Lupin alors se leva.

Il n’eut pas un geste vers Paul, et ne s’adressa qu’à la Cagliostro :

« Hélène Blomot est une tueuse. Cette femme est un monstre de glace. Elle a bâti son empire en dix ans, en marchant sur trente têtes. Elle n’a depuis toujours qu’une idée, réussir. Pas le temps d’avoir des enfants. Son mari, le pianiste, c’est comme si elle l’avait voulu tel un ornement dans son jardin d’hiver, un bel animal, comme si elle l’avait castré. Elle avait eu recours à cette clinique spécialisée dans la congélation des ovocytes pour s’offrir un luxe de plus : avoir un enfant, pour avoir une héritière, pas pour l’aimer, pour avoir sa fille après quarante-cinq ans, une fois l’empire construit. Elle allait “faire un bébé”, comme disent certaines femmes, pour posséder un instrument de pouvoir de plus. Cette enfant, je l’ai sauvée, cette petite Aurore, je lui laissais le droit de faire ce qu’elle voulait de sa vie. Elle m’aurait aidé à ruiner sa mère, c’est entendu, mais grâce à moi elle échappait au terrible déterminisme de cette famille, je l’aurais rendue libre. »

Paul l’interrompit :

« Vous vouliez qu’elle passe toute sa vie dans des pensionnats suisses, c’était votre idée de son bonheur ?

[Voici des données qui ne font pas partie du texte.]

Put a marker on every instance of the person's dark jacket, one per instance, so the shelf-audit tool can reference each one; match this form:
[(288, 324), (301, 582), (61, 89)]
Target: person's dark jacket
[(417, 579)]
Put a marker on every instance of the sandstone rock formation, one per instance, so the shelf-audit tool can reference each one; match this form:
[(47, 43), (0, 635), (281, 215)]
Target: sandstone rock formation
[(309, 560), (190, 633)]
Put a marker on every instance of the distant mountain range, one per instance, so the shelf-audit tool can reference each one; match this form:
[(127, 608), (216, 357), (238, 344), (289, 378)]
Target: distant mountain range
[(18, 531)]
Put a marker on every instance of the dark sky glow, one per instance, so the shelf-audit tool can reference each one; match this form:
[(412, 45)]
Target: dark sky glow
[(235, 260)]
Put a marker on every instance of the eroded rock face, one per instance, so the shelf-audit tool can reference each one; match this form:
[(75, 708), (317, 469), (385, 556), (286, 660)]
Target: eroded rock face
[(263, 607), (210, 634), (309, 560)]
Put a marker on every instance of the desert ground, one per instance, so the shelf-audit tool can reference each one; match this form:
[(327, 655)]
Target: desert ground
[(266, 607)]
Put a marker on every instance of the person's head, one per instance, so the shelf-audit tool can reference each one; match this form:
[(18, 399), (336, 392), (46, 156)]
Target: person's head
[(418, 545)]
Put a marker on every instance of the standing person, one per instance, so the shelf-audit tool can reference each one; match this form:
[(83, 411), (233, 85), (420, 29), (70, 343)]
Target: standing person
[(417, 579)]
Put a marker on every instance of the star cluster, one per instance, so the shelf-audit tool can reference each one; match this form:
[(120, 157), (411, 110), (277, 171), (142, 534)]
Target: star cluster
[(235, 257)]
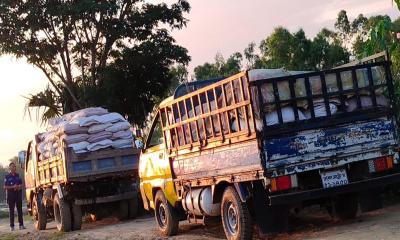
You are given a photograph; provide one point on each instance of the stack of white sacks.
(86, 130)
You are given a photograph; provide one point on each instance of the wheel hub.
(231, 218)
(162, 215)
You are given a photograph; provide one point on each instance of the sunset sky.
(224, 26)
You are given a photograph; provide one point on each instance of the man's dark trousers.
(15, 200)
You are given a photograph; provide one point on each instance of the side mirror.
(22, 158)
(139, 144)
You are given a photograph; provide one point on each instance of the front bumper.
(296, 197)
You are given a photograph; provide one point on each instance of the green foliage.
(292, 51)
(74, 42)
(220, 67)
(139, 77)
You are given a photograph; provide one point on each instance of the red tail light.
(380, 164)
(283, 183)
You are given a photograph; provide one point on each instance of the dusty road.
(316, 224)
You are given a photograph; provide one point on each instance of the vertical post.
(340, 88)
(210, 117)
(356, 90)
(188, 117)
(309, 96)
(180, 120)
(195, 121)
(371, 86)
(325, 94)
(219, 117)
(293, 99)
(277, 100)
(245, 107)
(202, 118)
(234, 102)
(226, 113)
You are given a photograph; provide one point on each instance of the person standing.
(13, 187)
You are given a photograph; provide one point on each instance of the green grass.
(3, 214)
(8, 236)
(56, 236)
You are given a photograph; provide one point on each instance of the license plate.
(334, 178)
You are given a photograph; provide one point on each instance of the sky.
(224, 26)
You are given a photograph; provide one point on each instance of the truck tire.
(133, 207)
(76, 213)
(123, 210)
(39, 212)
(236, 219)
(346, 206)
(62, 214)
(166, 216)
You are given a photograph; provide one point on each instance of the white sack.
(107, 118)
(287, 116)
(366, 102)
(110, 118)
(70, 139)
(119, 126)
(72, 128)
(123, 143)
(80, 146)
(99, 145)
(96, 137)
(122, 135)
(87, 112)
(98, 127)
(320, 111)
(87, 121)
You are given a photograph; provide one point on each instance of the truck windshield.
(156, 134)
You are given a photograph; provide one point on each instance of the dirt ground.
(313, 223)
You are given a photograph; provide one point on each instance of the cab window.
(156, 134)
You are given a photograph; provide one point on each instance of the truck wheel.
(346, 206)
(166, 216)
(76, 213)
(236, 218)
(133, 207)
(123, 211)
(62, 214)
(39, 212)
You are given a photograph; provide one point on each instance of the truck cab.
(252, 146)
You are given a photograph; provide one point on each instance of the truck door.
(155, 170)
(30, 170)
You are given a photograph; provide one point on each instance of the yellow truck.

— Et pourquoi pas ? Je voulais en faire une femme indépendante, qui à dix-huit ans serait devenue une femme riche. Je l’aurais protégée, comme une petite fiancée, mais je n’avais pas l’idée absurde d’en faire une épouse. Vous me voyez, épousant une femme si jeune… Joséphine Balsamo, elle, est une femme cougar d’aujourd’hui, elle croit que tout le monde lui ressemble. Une petite fille de trois ans… C’est vous deux qui êtes des monstres. Maintenant, qu’allez-vous faire d’elle ? Vous voulez la mettre dans un orphelinat, la manipuler pour qu’elle prolonge la dynastie des Cagliostro ? Vous avez réellement raconté tout cela aux Blomot ? Ils vous ont crus ? Toi, Isidore, j’espère que tu auras de vrais enfants, une nichée de petits Beautrelet, pour l’avenir, que je puisse continuer ma longue histoire d’amitié avec ta famille…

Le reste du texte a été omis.